図3に示すように、本道案内システムには、人の動線(人の移動軌跡)などをモニタリングするカメラや人感センサーなどの検知装置7が設けられている。この検知装置7によりモニタリングされた映像に写る人の動線は、例えば道に迷っていない人の場合に目的地に向かってほぼ直線的動線L1となり、迷っている人の場合に逡巡するような動線L2となる。このように、モニタリングされた動線を分析して判断し、逡巡する動線L2を形成する対象人物(利用者)に該当するものと判定された場合に、上述した地図情報Mなどの案内情報の提供の必要性を確認する。この案内情報の提供手段として、図4(a)に示すように画像投影装置1からの対象人物の近辺に、例えば文字情報を投影して表示したり、図4(b)のような音声機能を有した移動機械8を対象人物に近寄らせて音声による問い掛けを発信させるなどの手段を用いることができる。
【0019】
これに対して、対象人物が案内情報の提供を必要とするか否かを確認する方法として、対象人物による音声を認識する方法、投影した情報表示への動作(例えば、足で表示を踏む、表示を指差しするなど)をカメラやセンサーを通して確認する方法、接近させた移動機械8に備えられているボタンを操作する方法などがある。その結果、対象人物が案内情報提供を必要としないという意思表示をした場合には、案内活動を停止する。一方、対象人物が案内情報提供を要求した場合の提供手段として、地図情報Mの投影や目的地の提示(図1参照)、音声案内、移動機械8による誘導などがなされる。
【0020】
本実施形態では、画像投影装置1によって床面に投影された地図情報Mに表示される目的地を利用者が指示すれば、撮像機2が捉えた利用者の動きに基づいて制御装置3が目的地を判断して目的地の方向を決定し、目的地の方向を示す方向指示マークDが画像投影装置1によって利用者近傍の床面に投影されるので、直感的にわかりやすいうえ、利用者が個々に特別なデバイスを用意する必要がない。
【0021】
図5は、地図情報および方向指示マークに関する他の投影方法を示したものである。
先の実施形態では、利用者を確認した時点で床面上に地図情報Mを表示するシステムとしたが、常時、壁面に地図情報mを投影しておき、利用者が地図情報mに表示される目的地を指示すると、床面上に地図情報Mおよび目的地の方向を示す方向指示マークDが投影されるようにしてもよい。
【0022】
次に、本発明の他の実施形態について説明する。
図6に本発明に係る他の道案内方法を説明するための概念図を、また図7にそのシステム構成を説明するためのブロック図を示す。

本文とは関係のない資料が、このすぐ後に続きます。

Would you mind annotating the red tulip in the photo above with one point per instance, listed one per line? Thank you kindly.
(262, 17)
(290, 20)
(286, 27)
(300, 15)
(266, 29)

本道案内システムは、GPS装置6を備える移動体5上に画像投影装置1、撮像機2、制御装置3、および記憶装置4を備えた構成とされている。
【0023】
ここで、移動体5は自走式、手押し式のいずれでもよい。
また、GPSとは、Global Positioning System(全地球測位システム)の略称であり、 人工衛星を利用して自分 が地球上のどこにいるのか正確に割り出すことができる。
【0024】
先ず、先の実施形態と同様に、画像投影装置1によって床面または壁面に投影された地図情報Mに表示される目的地を利用者が指示しておく。これにより、撮像機2が捉えた利用者の動きに基づいて制御装置3が目的地を判断し、目的地の位置情報が記憶装置4から読み込まれることになる
その後、利用者が移動体5とともに移動すると、先に得られた目的地の位置情報およびGPS装置6から得られる利用者の位置情報に基づいて、制御装置3が行くべき方向を決定する。そして、制御装置3の指示により、記憶装置4に記憶されている行くべき方向を示す方向指示マークDが画像投影装置1によって利用者近傍の床面に投影される。
【0025】
本実施形態では、GPS装置6を備える移動体5上に画像投影装置1、撮像機2、制御装置3、および記憶装置4を搭載しているので、利用者が移動体5とともに移動することにより、目的地の位置情報およびGPS装置6から得られる利用者の位置情報に基づいて制御装置3が行くべき方向を決定して、行くべき方向を示す方向指示マークDを適宜、床面に投影させることができる。その結果、道案内の範囲が拡大し、利用者へのサービスが向上する。
【0026】
以上、本発明の実施形態について説明したが、本発明は上記の実施形態に限定されるものではなく、その趣旨を逸脱しない範囲で適宜変更可能である。例えば、上記の実施形態では、目的地を指で示すようにしているが、地図情報上に目的地に対応するスイッチのイメージを投影し、当該スイッチのイメージを押す動作をさせるようにしてもよい。要は、本発明において所期の機能が得られればよいのである。
【図面の簡単な説明】
【0027】
【図1】本発明に係る道案内方法を説明するための概念図である。
【図2】本発明に係る道案内システムの構成を示すブロック図である。
【図3】本発明に係る道案内システムによる人の動線の検知方法を説明するための概念図である。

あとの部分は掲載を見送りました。